Its your boy Game...I know i said i wouldnt come back here until i was 100% but i came to talk about changing thoughtpatterns as this has helped me greatly in my recovery.

I know for certain that nearly all of you here have thoughtissues. Your in your head so much that the outside world is diminishing in importance for all of you.

What i have come to find is that all these thinking patterns are basically useless and they dont make you stronger in your sence of self. 
I am currently very identified with my mind and the thoughts in it. And what happens when your in this state is that you mistake the "thinker" to be yourself. You are so desperately looking for your identity that you have made it a personal problem to "figure out" who you are.

And do you really seek to define yourself?

Do you really want to "know" who you are? do you think that you ever will have a total picture of exactly who you are?

I dont think so. I think you just want to be comfortable and feel good in your own skin. And that starts with making yourself STOP the insesent stream of thinking that is going on every day. Your constantly analyzing yourself and beeing so in your head that after a while you nearly dont know how to get out of it..

It is as Eckhart Tolle asys "the moment you stop seeking yourself is the moment you will find yourself".

Now what is confusion really all about?

The very meaning of the word confusion is that "i dont know but i SHOULD know" right?

Try this. The very moment you say to yourself or think to yourself "i dont know who i am" Ask the question in your own head "who am i" and then just sit silent. and you will have gotten a clue in the right direction.

Eckhart claims that we are that we are. Witch means JUST are. Nothing more nothing less. If you go to a psychoanalyst and sit on his couch for years on end and talk about your childhood and adolescence and all the thoughtpatterns you went trough then your going to walk out with a 5000 dollar dossier with ALL the answers to who you are. But im pretty sure youll ask yourself isnt there something more to who am than this?

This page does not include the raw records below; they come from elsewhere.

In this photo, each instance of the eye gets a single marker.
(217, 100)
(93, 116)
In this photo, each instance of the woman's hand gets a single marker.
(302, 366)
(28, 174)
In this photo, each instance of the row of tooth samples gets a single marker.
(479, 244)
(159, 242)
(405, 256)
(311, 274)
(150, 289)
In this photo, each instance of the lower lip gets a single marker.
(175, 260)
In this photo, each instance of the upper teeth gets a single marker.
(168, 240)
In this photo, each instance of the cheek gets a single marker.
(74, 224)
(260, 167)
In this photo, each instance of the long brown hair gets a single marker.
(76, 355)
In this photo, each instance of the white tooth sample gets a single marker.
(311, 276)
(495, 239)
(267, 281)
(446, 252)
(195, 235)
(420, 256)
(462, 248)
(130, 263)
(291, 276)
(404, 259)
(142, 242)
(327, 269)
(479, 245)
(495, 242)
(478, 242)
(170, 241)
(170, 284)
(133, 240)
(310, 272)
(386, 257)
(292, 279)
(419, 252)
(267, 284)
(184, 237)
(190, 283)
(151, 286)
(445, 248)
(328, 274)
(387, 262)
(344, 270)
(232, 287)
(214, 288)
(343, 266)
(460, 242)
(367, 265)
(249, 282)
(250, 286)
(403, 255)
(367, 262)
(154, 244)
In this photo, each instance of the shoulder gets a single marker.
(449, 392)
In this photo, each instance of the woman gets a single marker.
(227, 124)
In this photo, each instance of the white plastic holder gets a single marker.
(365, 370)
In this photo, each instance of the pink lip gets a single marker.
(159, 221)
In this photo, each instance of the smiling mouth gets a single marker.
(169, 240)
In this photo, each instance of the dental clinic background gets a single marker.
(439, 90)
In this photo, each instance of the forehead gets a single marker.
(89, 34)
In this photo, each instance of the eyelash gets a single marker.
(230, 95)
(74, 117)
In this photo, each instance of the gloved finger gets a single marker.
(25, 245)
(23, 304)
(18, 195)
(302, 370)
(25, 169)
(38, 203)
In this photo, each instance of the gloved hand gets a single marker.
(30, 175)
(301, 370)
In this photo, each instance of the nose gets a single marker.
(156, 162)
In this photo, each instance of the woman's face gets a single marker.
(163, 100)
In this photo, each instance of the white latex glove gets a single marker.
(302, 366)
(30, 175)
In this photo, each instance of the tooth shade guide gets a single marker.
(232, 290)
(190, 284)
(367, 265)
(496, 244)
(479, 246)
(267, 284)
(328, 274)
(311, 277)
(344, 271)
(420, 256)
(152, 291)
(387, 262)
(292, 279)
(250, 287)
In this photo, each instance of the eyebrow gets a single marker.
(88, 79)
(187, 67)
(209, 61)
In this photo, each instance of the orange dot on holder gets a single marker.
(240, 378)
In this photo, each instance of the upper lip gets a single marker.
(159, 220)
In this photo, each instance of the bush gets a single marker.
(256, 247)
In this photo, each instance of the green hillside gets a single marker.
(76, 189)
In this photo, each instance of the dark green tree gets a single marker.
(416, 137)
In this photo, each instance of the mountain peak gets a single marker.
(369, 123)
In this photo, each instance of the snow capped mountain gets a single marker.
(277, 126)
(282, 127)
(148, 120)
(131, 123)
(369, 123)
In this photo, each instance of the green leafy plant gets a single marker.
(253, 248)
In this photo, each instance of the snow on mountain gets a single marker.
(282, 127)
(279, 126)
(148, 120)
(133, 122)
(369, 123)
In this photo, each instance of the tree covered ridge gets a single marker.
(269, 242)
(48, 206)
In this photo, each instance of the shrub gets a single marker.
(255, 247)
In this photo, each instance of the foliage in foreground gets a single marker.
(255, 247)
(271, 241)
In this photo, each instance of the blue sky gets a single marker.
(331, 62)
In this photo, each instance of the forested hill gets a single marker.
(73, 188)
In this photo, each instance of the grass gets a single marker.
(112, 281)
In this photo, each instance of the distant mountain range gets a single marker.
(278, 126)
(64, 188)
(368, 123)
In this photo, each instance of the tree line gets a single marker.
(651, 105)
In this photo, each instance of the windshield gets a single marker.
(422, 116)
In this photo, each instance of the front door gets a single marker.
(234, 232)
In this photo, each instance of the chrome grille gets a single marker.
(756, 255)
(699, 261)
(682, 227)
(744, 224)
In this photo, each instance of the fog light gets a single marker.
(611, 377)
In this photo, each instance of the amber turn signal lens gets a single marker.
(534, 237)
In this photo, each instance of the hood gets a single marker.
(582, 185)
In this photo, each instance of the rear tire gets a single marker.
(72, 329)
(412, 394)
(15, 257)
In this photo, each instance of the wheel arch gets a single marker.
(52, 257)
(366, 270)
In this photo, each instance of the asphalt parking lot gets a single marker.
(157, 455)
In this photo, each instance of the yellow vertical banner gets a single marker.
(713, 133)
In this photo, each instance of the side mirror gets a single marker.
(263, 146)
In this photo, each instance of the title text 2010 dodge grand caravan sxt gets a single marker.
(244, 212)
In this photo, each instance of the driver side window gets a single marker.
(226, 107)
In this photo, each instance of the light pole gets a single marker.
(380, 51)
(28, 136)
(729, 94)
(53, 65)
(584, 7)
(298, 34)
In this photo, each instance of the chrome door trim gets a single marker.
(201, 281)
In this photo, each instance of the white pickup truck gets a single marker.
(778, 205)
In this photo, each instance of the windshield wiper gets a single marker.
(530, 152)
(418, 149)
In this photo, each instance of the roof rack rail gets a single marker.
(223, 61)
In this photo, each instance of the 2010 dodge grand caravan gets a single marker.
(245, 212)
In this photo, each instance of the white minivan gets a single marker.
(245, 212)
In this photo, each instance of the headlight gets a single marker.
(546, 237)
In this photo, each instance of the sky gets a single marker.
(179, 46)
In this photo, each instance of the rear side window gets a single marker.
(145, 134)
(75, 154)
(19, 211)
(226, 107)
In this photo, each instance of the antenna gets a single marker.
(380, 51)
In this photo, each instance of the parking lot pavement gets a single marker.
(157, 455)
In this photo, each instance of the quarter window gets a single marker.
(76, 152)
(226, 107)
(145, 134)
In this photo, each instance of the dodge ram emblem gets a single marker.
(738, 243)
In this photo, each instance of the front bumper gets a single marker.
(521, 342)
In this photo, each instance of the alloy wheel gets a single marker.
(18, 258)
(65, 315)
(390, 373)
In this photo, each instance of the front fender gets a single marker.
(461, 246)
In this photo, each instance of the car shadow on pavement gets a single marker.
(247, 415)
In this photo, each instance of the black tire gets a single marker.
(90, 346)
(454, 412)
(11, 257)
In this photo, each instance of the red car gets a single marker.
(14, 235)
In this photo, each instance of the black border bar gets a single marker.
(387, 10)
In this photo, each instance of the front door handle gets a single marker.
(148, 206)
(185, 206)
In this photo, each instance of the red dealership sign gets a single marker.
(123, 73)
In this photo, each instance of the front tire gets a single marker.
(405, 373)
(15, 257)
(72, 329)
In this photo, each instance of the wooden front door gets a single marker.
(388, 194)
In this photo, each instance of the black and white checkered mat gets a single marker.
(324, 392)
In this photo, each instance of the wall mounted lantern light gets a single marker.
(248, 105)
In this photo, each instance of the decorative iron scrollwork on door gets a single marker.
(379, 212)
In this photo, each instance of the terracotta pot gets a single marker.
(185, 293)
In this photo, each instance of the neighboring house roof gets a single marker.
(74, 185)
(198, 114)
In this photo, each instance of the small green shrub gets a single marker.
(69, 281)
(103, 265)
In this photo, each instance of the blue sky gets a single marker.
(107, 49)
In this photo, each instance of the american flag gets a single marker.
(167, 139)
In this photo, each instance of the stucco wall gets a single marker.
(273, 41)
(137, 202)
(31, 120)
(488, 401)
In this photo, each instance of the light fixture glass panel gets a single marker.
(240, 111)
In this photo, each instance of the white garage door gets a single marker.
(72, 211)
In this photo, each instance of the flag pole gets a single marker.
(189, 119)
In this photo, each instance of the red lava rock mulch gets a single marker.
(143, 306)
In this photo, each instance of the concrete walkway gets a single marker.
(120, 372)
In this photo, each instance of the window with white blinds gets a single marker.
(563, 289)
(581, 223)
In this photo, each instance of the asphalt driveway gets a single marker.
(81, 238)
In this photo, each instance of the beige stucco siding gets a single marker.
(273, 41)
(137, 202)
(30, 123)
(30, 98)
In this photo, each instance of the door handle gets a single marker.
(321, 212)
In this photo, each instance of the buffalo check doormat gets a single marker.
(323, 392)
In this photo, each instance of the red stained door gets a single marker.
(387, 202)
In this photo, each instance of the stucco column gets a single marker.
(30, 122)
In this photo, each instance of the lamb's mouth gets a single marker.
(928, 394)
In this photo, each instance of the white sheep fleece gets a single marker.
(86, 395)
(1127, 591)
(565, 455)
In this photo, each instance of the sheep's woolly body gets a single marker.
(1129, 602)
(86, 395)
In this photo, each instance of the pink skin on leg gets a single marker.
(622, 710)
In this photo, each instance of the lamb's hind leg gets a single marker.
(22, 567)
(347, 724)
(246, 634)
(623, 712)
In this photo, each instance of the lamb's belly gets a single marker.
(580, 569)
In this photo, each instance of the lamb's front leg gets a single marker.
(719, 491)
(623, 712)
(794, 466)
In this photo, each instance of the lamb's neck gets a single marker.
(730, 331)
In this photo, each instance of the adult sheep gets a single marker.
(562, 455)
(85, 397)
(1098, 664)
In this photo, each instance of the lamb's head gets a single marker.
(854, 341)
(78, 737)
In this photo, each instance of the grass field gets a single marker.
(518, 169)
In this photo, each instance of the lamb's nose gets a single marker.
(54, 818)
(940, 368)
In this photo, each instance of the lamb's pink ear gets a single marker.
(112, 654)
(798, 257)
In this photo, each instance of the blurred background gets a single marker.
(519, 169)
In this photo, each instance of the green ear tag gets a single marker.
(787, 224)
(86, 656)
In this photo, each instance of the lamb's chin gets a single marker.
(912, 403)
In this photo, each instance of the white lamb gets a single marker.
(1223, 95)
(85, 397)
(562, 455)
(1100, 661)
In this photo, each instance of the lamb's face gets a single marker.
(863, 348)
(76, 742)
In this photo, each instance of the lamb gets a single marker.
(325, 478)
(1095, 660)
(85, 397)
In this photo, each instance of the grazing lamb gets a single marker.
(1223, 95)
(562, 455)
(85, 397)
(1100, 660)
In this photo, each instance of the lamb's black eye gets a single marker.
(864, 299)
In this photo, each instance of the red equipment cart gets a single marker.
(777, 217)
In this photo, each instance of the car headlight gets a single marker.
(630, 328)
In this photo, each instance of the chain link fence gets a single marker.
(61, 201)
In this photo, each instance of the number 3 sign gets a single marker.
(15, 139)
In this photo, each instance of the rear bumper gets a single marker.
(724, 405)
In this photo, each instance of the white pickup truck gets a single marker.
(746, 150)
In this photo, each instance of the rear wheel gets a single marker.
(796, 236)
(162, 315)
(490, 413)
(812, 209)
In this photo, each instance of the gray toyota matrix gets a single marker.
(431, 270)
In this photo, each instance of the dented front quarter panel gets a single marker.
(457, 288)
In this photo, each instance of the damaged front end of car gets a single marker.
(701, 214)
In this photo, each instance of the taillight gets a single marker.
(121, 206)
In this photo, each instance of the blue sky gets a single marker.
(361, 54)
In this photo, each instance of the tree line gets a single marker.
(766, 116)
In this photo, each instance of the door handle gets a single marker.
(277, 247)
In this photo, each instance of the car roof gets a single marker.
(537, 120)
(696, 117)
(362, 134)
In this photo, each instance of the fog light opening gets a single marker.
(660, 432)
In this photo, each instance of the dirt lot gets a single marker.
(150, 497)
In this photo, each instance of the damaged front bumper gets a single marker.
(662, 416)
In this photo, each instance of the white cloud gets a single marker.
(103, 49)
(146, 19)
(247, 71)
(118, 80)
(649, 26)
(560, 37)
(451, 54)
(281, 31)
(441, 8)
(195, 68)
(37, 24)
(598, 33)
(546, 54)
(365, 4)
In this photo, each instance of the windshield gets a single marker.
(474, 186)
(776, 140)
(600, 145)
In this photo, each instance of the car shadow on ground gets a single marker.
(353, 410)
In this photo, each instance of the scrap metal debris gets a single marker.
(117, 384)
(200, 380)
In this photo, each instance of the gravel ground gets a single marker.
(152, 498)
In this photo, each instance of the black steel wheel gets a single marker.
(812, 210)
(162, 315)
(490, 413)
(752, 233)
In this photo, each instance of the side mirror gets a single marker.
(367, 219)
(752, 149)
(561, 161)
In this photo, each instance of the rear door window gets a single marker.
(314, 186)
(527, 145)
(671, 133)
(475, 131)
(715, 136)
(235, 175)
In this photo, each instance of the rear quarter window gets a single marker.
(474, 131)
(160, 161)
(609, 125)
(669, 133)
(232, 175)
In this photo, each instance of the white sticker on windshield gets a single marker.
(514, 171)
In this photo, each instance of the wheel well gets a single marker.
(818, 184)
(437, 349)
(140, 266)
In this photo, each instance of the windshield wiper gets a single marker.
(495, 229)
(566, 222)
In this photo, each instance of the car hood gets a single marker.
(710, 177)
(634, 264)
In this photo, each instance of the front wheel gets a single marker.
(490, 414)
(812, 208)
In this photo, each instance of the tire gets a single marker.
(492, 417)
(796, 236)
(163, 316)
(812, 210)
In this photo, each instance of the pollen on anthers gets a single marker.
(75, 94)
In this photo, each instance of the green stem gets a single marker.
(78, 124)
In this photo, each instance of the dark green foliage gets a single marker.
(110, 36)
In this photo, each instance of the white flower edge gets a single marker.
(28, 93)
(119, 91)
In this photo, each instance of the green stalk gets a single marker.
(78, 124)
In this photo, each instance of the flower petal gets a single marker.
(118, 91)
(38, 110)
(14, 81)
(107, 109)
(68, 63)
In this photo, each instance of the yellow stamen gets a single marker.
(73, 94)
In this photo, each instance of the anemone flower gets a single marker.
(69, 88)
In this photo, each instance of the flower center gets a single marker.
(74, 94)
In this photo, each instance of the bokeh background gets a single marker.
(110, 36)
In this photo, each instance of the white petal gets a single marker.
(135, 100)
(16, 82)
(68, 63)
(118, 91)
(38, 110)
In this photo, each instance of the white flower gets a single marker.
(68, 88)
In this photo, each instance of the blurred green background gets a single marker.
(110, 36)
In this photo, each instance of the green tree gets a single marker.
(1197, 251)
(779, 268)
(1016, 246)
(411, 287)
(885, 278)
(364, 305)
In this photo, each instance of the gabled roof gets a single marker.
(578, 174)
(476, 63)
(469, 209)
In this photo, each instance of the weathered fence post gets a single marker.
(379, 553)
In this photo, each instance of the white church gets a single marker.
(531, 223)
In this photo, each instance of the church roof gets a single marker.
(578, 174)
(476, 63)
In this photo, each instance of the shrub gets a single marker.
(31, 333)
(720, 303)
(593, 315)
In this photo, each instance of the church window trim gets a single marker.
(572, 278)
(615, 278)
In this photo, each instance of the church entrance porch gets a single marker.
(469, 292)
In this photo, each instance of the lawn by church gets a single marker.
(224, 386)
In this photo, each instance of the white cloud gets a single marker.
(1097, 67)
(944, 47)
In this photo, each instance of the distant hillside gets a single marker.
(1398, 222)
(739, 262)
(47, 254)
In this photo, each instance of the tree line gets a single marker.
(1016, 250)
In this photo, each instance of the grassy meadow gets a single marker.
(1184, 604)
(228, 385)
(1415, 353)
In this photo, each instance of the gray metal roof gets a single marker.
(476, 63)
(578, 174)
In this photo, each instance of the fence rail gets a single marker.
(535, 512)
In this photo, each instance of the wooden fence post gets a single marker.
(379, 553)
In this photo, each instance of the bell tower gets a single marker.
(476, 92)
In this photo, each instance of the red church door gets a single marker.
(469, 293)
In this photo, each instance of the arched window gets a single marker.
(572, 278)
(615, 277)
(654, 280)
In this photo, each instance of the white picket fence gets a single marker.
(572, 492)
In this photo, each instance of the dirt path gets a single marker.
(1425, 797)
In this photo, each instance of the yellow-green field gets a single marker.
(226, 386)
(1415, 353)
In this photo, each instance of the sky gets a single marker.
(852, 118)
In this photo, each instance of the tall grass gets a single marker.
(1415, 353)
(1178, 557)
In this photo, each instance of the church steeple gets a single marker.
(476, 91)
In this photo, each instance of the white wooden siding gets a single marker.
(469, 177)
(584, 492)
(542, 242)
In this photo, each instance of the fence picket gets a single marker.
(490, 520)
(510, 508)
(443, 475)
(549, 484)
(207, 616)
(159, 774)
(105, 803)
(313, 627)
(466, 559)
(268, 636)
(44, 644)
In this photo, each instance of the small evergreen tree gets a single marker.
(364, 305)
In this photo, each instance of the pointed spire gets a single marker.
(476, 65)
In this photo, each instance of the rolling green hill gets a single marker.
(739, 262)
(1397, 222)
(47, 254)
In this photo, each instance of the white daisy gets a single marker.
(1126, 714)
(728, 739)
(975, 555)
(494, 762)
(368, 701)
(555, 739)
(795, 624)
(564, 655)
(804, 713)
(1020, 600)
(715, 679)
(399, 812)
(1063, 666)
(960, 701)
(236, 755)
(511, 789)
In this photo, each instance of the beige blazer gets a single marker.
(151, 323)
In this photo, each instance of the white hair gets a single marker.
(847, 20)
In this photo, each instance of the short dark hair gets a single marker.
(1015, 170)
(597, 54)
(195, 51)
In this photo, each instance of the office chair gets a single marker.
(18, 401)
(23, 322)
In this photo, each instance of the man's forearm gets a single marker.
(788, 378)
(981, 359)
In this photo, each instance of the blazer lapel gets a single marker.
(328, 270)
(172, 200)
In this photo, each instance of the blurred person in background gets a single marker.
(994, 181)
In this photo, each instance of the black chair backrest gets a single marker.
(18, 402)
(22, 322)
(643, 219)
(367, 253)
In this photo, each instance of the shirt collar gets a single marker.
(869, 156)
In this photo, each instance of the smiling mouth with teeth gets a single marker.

Isnt there something more deep and more significant to me than words scribbled on paper?

and ofcourse your right.


----------



## Gypsy85 (Sep 23, 2010)

I love this









And I think you are SO DAMN right. I have realized that my thoughts are THE main problem and that is nice to know, I think. Whenever I just stop analysing "Is this fun to me? Is this what I really want? Do I live MY life or someone else's? Will I be happy again" and just LIVE without questioning everything I detect myself enjoying stuff and regaining strength. If I do not worry about the future, but just live the moment, I am able to be happy again. At least, for periods and that is great, isn't it???

When I think: "Gosh, I cannot bear this forever" life is a torture. When I do not think, there is simply no "this", everthing is ok









I am really convinced that all is just in our minds!


----------



## Surfingisfun001 (Sep 25, 2007)

Nice post


----------



## dazednconfuzd (Apr 21, 2012)

i am soglad to have read this becuz i analyze everyhig i do. that has got to be my biggest stesser with this dp. i watch how i do n say everything.but like seriusly so glad u posted it.


----------